So… the placeholder for this post has already had more than twice the number of comments than the actual post yesterday. I think I might be doing this blogging thing wrong. Anyway, thank you for your patience... and for the little anthology of Placeholder poetry. Some very moving work there.
Anyway, Qikiqtarjuaq! Bears. Lemons. Outrageous French accents. This episode has probably done more than any other to shape what people think of as Cabin Pressure. It's a close thing with Ottery, but I think Qik just wins. Once again, for the post I wrote at the time, go here. But here are a couple of extra Farewell Bear Facts, from the episode that invented them.
- The process of coming up with the central idea for this one is quite interesting as an example of how useful restrictions can be for writing. In the first place, I was now committed to the entirely arbitrary alphabetical destinations thing, which began as a little private joke with myself in series one, and which doesn't even exist in the characters' world (it can't, because we know they fly to other destinations in between episodes.) So, this meant I needed to find a town or airfield beginning with Q, and there aren't many. There are a few regions, like Quebec and Queensland, but not many settlements. There's Quimper in France, and a couple of Queenstowns, but apart from that it's places in the Middle East or Canada that few people have heard of. But, ooh, some of the Canadian ones have really fun names… So, why on earth might MJN go to a remote arctic community? An emergency diversion, of course, but I knew I was having one of those in St Petersburg. Delivering a light aircraft from the US to Europe, with frequent fuel stops? This does happen, and I looked into it, but in the end it was just too implausible they'd get the job. Why would they even be type-rated on that model of aircraft? Taking scientists to a research station? Oh… or wildlife experts! To track polar bears! At this point, in the diagram I'm drawing as I think this out, you can see me react more or less the same way as Arthur does at the start of an episode, as I realise the possibilities of inviting some polar bears into my sitcom.
But this is when another set of restrictions kick in. Consulting with my principal aviation advisor (a certain Capt. D. G. Finnemore, Rtd) I discover that Gerti is far from the aircraft of choice if you're tracking wildlife.

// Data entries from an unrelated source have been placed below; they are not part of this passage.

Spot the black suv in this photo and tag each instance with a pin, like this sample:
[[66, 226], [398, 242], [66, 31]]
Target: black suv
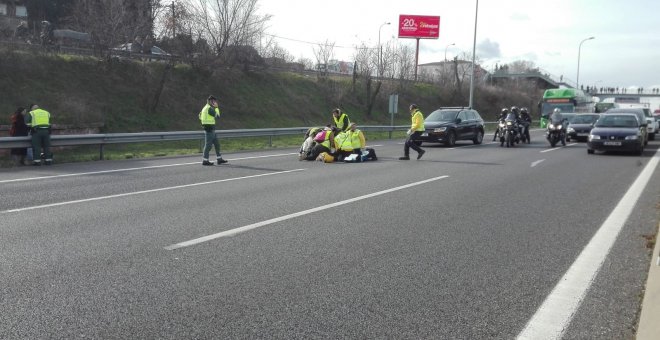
[[449, 124]]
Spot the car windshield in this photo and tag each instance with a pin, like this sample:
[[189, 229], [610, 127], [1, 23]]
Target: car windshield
[[442, 116], [617, 121], [586, 119]]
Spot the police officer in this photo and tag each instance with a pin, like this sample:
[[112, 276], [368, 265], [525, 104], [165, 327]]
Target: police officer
[[207, 117], [340, 120], [39, 122], [416, 129]]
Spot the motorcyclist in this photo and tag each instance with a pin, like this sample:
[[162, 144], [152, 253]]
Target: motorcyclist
[[502, 116]]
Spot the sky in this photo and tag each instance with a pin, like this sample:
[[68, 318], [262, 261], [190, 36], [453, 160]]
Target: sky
[[625, 51]]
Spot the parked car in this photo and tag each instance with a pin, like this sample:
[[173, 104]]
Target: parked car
[[616, 132], [641, 117], [451, 124], [580, 126]]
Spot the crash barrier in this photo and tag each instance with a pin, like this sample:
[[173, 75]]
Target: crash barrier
[[121, 138]]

Jet aircraft (even Gerti) are too fast, fly too high, make too much noise… Now, back in series one, when Gerti was a fairly undefined and elastic sort of machine, I would have just shrugged and said, ok, well, this week she's got propellors. But ever since series two, I have kept to a consistent design for her, with sixteen seats, and two underwing jet engines, and I'm reluctant to break that now, even for the sake of polar bears. Could it even be done at all? I ask my aviation consultant desperately. 'Well… I suppose you could go pretty slow, so long as you watch the angle of bank… and of course, you could get a bit lower than normal in a treeless landscape… it would need some pretty skilful flying, but...' Well, hang on, that sounds exactly like Douglas talking! And Martin would have a fit. But Arthur would be desperate to see the bears. And ok, maybe it wouldn't work for scientists, but if the passengers were just tourists whose own aircraft had gone tech, then Carolyn would be be keen to get their business, and they'd all have to persuade Martin it wasn't unprofessional… And so on, and so on, and before long I had the central concept, the central conflict, and the value at stake; and a story that would never have happened had I not made the arbitrary decisions, a couple of years earlier, that this week they had to fly somewhere beginning with Q, and that Gerti has jet engines.

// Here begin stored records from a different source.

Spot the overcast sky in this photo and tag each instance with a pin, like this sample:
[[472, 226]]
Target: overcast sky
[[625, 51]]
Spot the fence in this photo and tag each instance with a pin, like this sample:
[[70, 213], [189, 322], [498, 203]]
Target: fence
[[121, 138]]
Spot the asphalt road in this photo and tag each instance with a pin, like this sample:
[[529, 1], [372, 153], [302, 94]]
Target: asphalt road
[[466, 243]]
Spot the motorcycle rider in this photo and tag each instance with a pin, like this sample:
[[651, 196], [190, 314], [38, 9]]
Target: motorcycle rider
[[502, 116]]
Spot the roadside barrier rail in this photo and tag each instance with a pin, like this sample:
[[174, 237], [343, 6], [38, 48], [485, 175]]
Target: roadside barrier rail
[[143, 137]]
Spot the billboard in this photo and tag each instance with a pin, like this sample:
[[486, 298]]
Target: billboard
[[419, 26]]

- Nancy Dean Liebhart's name is, for once, not a reference to anything at all. But I've always been rather pleased with it. For some reason, I find there's something oddly plausible about it. It is, as Arthur once said, the sort of name a person would have. The passengers, on the other hand, are all named after polar explorers.
- When Martin says to Nancy at the end that he's paid to fly aeroplanes, that's because of a deleted scene with Carolyn in which they came to a certain arrangement, which I won't go into now, because as it didn't go out, the rule is it didn't happen; and Martin remains unpaid (as we hear in Uskerty). So what he says here must be a forgivable white lie.
- I totally defend Douglas' behaviour to Martin in this episode. In the scene just after Nancy leaves the flightdeck the first time, Martin, high on compliments, is outrageously patronising to Douglas (especially as he was totally fine with the Hitchcock address when it happened); and Douglas gives him not one but two opportunities to back off, which he ignores. Never poke a dragon, even if you've been getting on well with him lately...
- The last line might be my favourite punchline of any episode. There are episodes with endings I like more, but not which are revealed in a single sentence like this.